Claus Wendt, Rubin Minhas
The power of ideas – can Obama’s healthcare reforms change the U.S. health system?

The International Journal of Clinical Practice, 2010: 64, issue 4, pp. 423-425
ISSN: 1368-5031

Health policy in the U.S. has long been defined by competing principles and ideas that have led to the highly fragmented current system. On November 7, 2009, a new healthcare bill was passed by the House of Representatives, and, two weeks later, the Senate opened the healthcare debate with a vote of 60 to 39. On Christmas Eve, Senate Democrats passed the healthcare bill with the same tight majority. After the loss of their super-majority in the Senate as a consequence of the Massachusetts election Democrats are now beginning fact-to-face negotiations to merge the two bills. With lawmakers’ debating of alternative proposals, it is important to recognise the underlying causes of institutional complexity in the healthcare system and how the system’s foundational principles can be reformed to make it more comprehensible.

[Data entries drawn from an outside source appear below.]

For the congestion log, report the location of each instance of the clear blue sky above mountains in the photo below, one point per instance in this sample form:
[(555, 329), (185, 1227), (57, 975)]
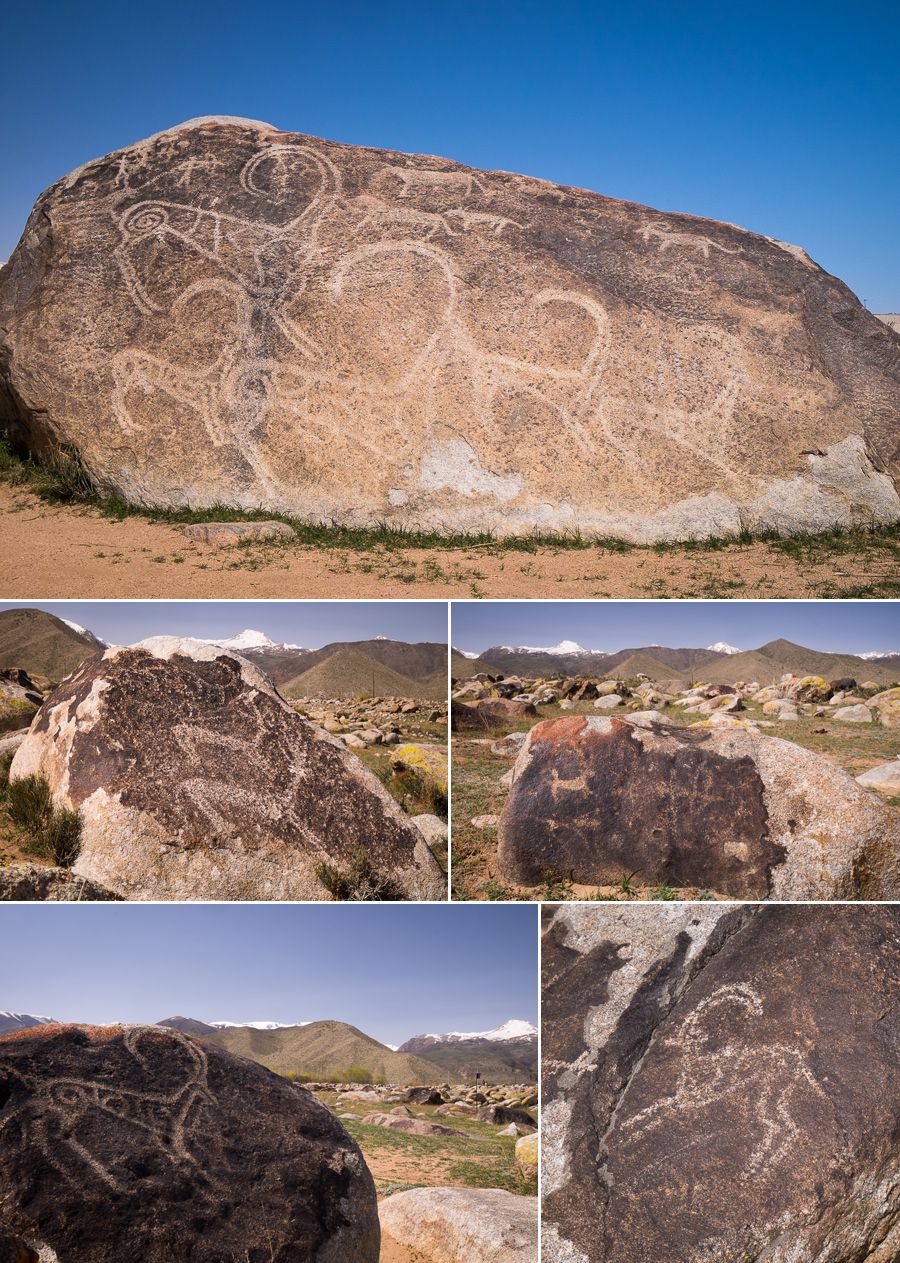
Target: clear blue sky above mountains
[(393, 971), (780, 118), (311, 623), (834, 627)]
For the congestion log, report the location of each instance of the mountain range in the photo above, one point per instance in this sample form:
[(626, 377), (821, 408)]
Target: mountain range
[(508, 1053), (44, 644), (718, 663)]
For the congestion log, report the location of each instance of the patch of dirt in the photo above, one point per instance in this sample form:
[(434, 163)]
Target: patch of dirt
[(75, 552)]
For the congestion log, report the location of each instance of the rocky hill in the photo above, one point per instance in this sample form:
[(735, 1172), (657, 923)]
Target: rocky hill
[(660, 662), (350, 672), (325, 1050), (371, 337), (43, 644), (506, 1055)]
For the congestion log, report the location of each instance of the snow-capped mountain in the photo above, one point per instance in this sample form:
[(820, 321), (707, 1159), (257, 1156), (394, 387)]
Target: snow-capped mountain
[(509, 1052), (563, 647), (10, 1022), (81, 630), (249, 639), (511, 1029)]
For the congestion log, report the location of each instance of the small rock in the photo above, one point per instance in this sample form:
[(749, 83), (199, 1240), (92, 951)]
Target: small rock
[(229, 534)]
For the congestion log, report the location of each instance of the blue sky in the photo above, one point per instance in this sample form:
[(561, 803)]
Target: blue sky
[(838, 627), (390, 970), (780, 118), (307, 623)]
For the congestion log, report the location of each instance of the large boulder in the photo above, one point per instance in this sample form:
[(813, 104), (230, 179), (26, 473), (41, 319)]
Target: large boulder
[(39, 883), (356, 335), (143, 1143), (462, 1225), (726, 810), (721, 1084), (196, 779)]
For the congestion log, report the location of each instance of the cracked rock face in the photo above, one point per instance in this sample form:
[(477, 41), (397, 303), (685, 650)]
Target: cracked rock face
[(143, 1143), (731, 811), (365, 336), (196, 779), (721, 1084)]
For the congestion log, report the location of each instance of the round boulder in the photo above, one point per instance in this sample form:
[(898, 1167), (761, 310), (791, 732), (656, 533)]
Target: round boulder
[(721, 1084), (726, 810), (144, 1143), (196, 779)]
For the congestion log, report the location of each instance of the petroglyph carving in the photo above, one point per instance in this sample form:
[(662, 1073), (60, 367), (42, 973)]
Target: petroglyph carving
[(712, 1074), (477, 219), (58, 1108), (415, 179), (667, 238)]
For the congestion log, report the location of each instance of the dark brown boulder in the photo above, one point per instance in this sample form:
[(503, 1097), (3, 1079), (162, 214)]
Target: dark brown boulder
[(423, 1096), (143, 1143), (731, 811), (721, 1085), (504, 1114), (196, 779), (266, 318)]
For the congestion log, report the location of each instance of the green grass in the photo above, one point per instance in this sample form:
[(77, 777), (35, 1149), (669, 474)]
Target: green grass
[(61, 478)]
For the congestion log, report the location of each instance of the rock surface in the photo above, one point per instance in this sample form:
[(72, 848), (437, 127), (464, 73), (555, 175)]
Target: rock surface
[(229, 534), (732, 811), (462, 1225), (357, 335), (142, 1143), (32, 883), (885, 777), (196, 779), (721, 1084)]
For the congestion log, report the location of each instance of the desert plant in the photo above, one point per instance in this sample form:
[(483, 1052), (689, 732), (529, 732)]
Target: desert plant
[(29, 802), (61, 836), (359, 880)]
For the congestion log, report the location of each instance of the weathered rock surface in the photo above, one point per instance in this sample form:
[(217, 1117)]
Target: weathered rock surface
[(229, 534), (731, 810), (142, 1143), (196, 779), (721, 1084), (462, 1225), (885, 777), (345, 334), (27, 883)]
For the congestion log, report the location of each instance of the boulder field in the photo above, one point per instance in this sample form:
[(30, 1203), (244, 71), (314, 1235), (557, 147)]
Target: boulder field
[(355, 335), (196, 779), (721, 1084), (143, 1143), (728, 810)]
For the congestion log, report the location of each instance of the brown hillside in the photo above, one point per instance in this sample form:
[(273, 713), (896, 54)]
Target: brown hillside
[(347, 673), (326, 1048), (42, 643)]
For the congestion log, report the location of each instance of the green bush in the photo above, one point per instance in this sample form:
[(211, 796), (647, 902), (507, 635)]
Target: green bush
[(61, 836), (29, 802)]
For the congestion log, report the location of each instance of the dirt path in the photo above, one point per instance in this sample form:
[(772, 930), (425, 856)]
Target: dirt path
[(53, 552)]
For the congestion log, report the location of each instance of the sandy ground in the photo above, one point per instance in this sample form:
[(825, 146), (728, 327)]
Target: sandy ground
[(70, 552)]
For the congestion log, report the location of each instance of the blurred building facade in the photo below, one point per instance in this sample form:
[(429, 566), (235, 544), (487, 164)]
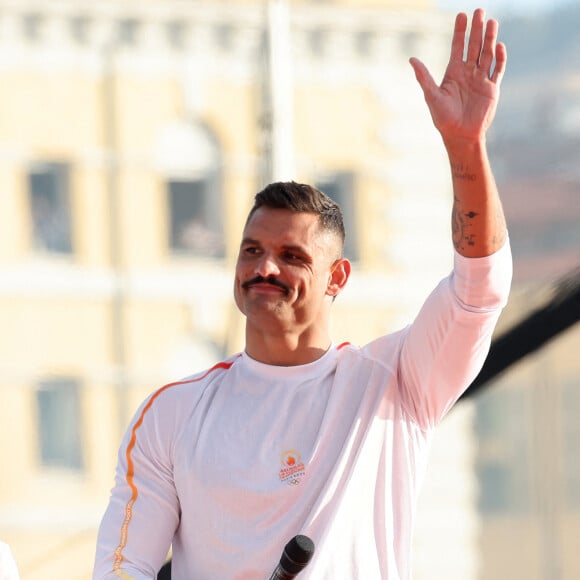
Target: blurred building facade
[(133, 136)]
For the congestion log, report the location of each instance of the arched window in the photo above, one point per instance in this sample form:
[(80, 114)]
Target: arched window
[(189, 157)]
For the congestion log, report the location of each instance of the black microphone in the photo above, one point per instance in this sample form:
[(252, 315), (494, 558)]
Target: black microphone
[(296, 555)]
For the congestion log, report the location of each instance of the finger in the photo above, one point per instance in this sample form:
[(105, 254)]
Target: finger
[(423, 77), (475, 37), (458, 40), (500, 63), (488, 49)]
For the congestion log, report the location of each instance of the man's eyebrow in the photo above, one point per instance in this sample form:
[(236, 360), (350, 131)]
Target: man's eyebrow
[(249, 242)]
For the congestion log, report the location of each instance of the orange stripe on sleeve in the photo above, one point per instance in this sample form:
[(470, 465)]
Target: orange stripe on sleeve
[(129, 477)]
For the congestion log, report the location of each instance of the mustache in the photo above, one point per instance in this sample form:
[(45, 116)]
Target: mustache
[(269, 280)]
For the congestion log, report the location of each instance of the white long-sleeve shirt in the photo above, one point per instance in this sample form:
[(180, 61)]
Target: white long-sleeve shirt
[(229, 464)]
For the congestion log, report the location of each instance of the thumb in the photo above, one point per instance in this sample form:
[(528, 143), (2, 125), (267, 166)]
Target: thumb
[(423, 77)]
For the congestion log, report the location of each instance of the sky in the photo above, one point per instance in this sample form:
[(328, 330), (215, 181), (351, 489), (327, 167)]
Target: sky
[(499, 8)]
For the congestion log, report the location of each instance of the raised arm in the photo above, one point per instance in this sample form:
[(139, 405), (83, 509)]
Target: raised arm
[(462, 109)]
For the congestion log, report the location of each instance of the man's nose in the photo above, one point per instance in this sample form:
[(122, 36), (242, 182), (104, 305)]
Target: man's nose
[(267, 266)]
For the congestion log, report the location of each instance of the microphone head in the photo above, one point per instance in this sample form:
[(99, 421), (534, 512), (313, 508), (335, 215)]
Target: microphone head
[(297, 553)]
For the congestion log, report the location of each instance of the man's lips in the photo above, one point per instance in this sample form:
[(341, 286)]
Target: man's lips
[(266, 284)]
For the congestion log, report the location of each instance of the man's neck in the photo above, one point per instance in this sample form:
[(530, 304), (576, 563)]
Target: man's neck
[(284, 349)]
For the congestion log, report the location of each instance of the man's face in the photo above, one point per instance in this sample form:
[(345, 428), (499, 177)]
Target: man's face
[(284, 269)]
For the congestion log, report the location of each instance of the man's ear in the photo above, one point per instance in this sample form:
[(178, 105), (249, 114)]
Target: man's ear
[(339, 274)]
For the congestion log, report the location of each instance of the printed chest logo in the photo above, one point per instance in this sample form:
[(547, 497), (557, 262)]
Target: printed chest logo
[(293, 470)]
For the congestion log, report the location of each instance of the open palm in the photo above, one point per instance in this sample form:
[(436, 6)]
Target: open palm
[(464, 105)]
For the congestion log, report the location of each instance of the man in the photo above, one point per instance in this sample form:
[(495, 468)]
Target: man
[(297, 435)]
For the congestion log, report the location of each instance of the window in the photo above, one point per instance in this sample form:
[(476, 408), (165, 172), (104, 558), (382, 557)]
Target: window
[(340, 188), (48, 187), (195, 218), (59, 423), (502, 426), (571, 439)]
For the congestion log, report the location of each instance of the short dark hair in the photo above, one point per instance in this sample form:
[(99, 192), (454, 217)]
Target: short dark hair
[(301, 197)]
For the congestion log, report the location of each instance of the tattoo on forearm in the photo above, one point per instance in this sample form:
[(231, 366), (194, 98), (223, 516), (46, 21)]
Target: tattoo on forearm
[(461, 224), (460, 171)]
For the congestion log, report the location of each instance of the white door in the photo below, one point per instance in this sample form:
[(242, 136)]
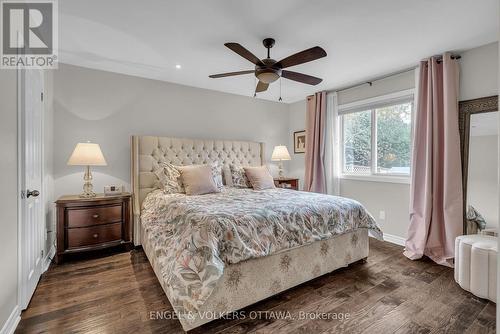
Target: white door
[(32, 223)]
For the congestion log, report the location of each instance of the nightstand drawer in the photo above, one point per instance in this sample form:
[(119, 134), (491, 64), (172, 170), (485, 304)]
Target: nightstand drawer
[(85, 236), (94, 216)]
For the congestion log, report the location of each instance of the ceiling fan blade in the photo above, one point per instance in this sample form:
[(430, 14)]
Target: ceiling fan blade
[(244, 53), (229, 74), (304, 78), (302, 57), (261, 87)]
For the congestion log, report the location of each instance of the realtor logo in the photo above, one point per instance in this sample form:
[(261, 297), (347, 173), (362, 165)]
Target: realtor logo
[(29, 34)]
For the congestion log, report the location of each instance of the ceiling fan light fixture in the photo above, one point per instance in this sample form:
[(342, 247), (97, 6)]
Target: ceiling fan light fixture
[(267, 76)]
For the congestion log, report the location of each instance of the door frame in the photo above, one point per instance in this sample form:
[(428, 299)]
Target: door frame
[(23, 302)]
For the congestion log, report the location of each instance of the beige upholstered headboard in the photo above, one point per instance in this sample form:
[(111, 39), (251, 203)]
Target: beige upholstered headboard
[(148, 151)]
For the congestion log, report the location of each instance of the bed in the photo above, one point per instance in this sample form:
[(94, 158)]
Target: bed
[(217, 253)]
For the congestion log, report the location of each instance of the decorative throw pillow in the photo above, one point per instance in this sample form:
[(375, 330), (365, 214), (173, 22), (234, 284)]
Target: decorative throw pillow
[(198, 179), (259, 177), (217, 174), (170, 178), (239, 177), (226, 174)]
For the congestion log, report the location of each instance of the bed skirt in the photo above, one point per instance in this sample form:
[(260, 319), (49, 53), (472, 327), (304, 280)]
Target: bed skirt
[(253, 280)]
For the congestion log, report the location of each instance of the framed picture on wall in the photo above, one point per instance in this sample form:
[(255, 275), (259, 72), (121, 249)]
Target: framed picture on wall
[(299, 141)]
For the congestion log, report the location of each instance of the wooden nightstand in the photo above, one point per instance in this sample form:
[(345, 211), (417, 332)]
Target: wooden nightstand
[(87, 224), (287, 183)]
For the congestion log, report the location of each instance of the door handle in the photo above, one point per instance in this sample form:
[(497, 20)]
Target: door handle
[(33, 193)]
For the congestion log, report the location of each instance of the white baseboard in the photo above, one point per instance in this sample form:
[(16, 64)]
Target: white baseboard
[(11, 324), (394, 239), (48, 257)]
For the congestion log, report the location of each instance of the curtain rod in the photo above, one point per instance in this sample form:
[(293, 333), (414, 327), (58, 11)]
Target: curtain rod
[(371, 81)]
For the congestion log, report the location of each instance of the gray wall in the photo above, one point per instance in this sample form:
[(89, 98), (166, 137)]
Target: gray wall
[(479, 72), (107, 108), (8, 194), (297, 121)]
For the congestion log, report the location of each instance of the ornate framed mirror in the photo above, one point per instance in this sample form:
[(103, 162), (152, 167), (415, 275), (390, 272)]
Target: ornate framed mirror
[(478, 126)]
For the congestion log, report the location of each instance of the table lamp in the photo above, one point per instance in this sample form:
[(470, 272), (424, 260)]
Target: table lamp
[(280, 153), (87, 154)]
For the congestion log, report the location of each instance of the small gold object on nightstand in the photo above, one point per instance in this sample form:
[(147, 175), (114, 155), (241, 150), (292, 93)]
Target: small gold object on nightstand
[(280, 153), (87, 154), (287, 183)]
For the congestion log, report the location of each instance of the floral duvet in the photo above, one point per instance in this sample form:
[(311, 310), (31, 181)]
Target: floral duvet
[(194, 237)]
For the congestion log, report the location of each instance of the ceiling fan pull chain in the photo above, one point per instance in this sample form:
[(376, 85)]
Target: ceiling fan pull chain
[(280, 99), (255, 84)]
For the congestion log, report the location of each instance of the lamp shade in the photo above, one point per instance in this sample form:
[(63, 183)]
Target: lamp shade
[(280, 153), (87, 154)]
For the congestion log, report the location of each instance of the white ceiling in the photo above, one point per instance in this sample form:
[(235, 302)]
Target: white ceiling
[(484, 124), (363, 38)]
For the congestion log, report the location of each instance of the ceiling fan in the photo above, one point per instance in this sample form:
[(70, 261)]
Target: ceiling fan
[(268, 70)]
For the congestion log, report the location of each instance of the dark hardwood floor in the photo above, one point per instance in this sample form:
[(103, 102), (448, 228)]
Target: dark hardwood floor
[(388, 294)]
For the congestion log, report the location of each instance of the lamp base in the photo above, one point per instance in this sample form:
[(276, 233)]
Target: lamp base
[(281, 174), (87, 185)]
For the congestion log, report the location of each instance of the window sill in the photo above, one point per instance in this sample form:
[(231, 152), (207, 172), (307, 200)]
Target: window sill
[(377, 178)]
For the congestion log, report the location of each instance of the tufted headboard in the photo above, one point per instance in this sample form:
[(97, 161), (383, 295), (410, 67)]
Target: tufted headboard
[(148, 151)]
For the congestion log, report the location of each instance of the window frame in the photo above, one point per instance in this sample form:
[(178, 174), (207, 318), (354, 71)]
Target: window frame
[(371, 104)]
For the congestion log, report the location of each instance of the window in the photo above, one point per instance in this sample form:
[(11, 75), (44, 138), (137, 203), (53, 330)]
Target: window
[(376, 137)]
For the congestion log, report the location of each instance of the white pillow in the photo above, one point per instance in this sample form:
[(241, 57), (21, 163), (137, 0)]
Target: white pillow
[(198, 179), (239, 177), (259, 177), (169, 177)]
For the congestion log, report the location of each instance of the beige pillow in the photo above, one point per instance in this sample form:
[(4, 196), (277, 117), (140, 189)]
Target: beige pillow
[(259, 177), (198, 179), (169, 177)]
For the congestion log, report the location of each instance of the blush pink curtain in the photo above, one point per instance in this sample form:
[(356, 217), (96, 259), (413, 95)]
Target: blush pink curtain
[(314, 179), (436, 187)]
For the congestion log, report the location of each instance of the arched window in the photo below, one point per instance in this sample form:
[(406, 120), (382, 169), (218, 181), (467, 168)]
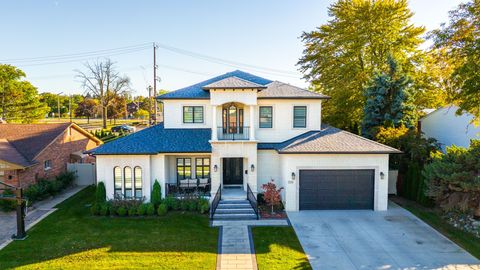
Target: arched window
[(137, 171), (117, 180), (127, 174)]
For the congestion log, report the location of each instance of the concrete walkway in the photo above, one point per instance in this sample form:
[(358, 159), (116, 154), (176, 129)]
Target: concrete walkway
[(39, 211), (236, 247)]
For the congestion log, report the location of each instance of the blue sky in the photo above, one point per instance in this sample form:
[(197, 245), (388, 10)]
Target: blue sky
[(261, 34)]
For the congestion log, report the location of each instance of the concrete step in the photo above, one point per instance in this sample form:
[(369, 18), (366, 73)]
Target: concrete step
[(235, 211), (234, 216)]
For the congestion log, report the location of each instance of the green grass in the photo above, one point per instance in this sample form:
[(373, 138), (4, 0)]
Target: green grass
[(278, 248), (464, 239), (71, 238)]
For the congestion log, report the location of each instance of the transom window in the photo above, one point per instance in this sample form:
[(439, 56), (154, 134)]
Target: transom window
[(202, 167), (184, 168), (192, 114), (300, 116), (266, 116)]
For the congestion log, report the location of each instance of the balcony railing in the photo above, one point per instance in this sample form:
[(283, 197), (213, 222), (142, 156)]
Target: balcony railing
[(233, 133)]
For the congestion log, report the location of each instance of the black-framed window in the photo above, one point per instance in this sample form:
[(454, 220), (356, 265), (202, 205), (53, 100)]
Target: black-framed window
[(266, 117), (117, 180), (127, 182), (300, 116), (202, 167), (184, 168), (192, 114), (137, 172)]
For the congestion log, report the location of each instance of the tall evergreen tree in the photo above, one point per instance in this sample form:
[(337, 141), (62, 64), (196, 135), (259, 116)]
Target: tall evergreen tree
[(388, 101)]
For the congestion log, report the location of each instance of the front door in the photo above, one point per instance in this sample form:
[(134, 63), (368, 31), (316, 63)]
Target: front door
[(232, 171)]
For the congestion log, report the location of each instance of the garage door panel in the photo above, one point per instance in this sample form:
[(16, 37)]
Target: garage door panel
[(336, 189)]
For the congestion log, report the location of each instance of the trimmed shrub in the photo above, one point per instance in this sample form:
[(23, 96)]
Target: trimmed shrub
[(132, 211), (150, 209), (121, 211), (162, 209), (105, 210), (100, 193), (170, 202), (156, 195), (142, 209), (95, 209)]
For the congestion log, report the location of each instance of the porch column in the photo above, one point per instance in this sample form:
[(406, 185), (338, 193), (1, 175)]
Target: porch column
[(214, 123), (252, 123)]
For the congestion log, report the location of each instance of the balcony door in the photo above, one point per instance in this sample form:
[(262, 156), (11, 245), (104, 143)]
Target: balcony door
[(232, 119)]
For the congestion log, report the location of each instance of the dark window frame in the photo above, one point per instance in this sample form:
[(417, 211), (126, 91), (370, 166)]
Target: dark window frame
[(260, 117), (303, 117), (194, 120), (135, 188), (202, 167), (183, 166)]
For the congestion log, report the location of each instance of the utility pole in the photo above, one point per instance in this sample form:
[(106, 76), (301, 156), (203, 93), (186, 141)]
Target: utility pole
[(155, 83)]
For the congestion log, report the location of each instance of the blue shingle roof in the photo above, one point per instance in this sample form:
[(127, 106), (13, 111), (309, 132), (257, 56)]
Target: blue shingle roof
[(157, 139), (196, 92)]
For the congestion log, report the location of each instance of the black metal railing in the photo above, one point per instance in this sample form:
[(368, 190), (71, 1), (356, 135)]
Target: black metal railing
[(253, 201), (233, 133), (215, 202)]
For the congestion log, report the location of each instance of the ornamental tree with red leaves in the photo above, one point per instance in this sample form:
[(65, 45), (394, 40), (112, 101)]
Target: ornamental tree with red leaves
[(271, 194)]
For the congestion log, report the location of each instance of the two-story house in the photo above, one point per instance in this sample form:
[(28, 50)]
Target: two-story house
[(241, 130)]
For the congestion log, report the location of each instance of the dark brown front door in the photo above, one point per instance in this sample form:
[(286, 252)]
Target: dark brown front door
[(232, 171)]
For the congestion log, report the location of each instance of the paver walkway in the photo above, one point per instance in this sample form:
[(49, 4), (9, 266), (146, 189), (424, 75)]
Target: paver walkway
[(39, 211), (236, 249)]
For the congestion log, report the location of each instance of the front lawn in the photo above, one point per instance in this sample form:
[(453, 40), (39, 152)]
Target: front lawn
[(432, 217), (278, 248), (71, 238)]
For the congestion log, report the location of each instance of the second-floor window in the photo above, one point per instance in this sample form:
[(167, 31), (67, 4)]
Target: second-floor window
[(300, 116), (266, 116), (192, 114)]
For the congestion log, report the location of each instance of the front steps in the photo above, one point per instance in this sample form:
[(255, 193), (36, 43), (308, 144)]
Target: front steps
[(234, 209)]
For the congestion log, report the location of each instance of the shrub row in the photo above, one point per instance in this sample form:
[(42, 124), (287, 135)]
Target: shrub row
[(41, 190), (133, 207)]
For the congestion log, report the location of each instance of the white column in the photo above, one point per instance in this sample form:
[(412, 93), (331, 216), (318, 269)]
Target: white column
[(252, 123), (214, 123)]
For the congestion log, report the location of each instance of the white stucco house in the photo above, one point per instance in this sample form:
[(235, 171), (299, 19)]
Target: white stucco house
[(239, 131), (448, 128)]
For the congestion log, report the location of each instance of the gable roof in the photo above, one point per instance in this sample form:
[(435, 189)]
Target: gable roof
[(280, 90), (10, 154), (329, 140), (233, 83), (29, 140), (196, 91), (157, 139)]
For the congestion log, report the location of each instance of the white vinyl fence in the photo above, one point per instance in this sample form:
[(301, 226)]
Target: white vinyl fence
[(85, 173)]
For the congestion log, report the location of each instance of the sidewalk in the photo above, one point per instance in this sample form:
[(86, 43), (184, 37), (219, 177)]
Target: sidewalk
[(39, 211)]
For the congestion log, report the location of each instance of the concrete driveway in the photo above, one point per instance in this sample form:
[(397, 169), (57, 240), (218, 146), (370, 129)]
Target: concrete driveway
[(362, 239)]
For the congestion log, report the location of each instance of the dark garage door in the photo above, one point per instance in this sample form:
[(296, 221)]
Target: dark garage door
[(336, 189)]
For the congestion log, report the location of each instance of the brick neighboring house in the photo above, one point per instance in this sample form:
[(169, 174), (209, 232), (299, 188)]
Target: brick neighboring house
[(29, 152)]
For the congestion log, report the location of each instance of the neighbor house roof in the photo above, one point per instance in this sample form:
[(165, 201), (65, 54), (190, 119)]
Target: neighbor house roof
[(240, 79), (329, 140), (157, 139), (29, 140), (233, 83), (10, 154), (279, 90)]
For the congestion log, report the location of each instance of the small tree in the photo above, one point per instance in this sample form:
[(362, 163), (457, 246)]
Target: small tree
[(100, 193), (156, 196), (271, 194)]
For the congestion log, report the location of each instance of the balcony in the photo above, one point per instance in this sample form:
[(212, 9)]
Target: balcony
[(233, 133)]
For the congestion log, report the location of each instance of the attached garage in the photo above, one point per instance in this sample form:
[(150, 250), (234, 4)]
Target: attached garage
[(336, 189)]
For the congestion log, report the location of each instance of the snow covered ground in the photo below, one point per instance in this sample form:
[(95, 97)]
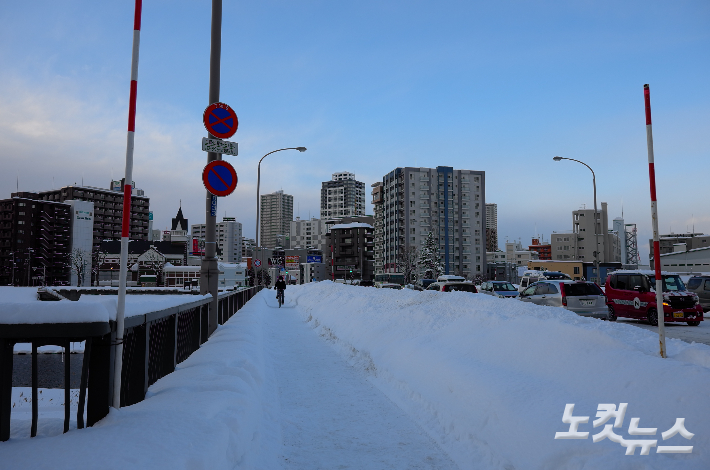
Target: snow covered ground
[(355, 377)]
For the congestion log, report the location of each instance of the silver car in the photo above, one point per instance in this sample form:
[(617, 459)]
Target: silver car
[(584, 298), (502, 289)]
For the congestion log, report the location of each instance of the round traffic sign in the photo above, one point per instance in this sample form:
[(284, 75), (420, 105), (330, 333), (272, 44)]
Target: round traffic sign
[(219, 178), (220, 120)]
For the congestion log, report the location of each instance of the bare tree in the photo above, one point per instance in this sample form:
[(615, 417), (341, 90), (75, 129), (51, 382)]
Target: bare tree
[(407, 263), (80, 262)]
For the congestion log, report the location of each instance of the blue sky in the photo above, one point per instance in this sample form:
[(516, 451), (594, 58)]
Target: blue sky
[(367, 87)]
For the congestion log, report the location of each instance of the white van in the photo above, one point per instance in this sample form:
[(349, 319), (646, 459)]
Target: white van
[(450, 278), (530, 277)]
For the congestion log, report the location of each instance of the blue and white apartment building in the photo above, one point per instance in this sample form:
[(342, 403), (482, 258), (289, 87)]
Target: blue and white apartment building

A key instigator of the fragmentation in the healthcare system is that access depends on age, income, occupation, employer, geographical location, or, as in the Oregon health insurance lottery, good fortune. While healthcare systems in other developed economies rely on one main principle of coverage, the U.S. system consists of Medicare, Medicaid, various forms of private insurance, veteran healthcare and emergency services for the uninsured. This combination of different and often opposing principles of coverage has resulted in the world’s most expensive healthcare system without providing healthcare for all. As long as healthcare arrangements ‘fail all reasonable tests of ethical institutional design’, healthcare reform will remain a top priority in U.S. politics.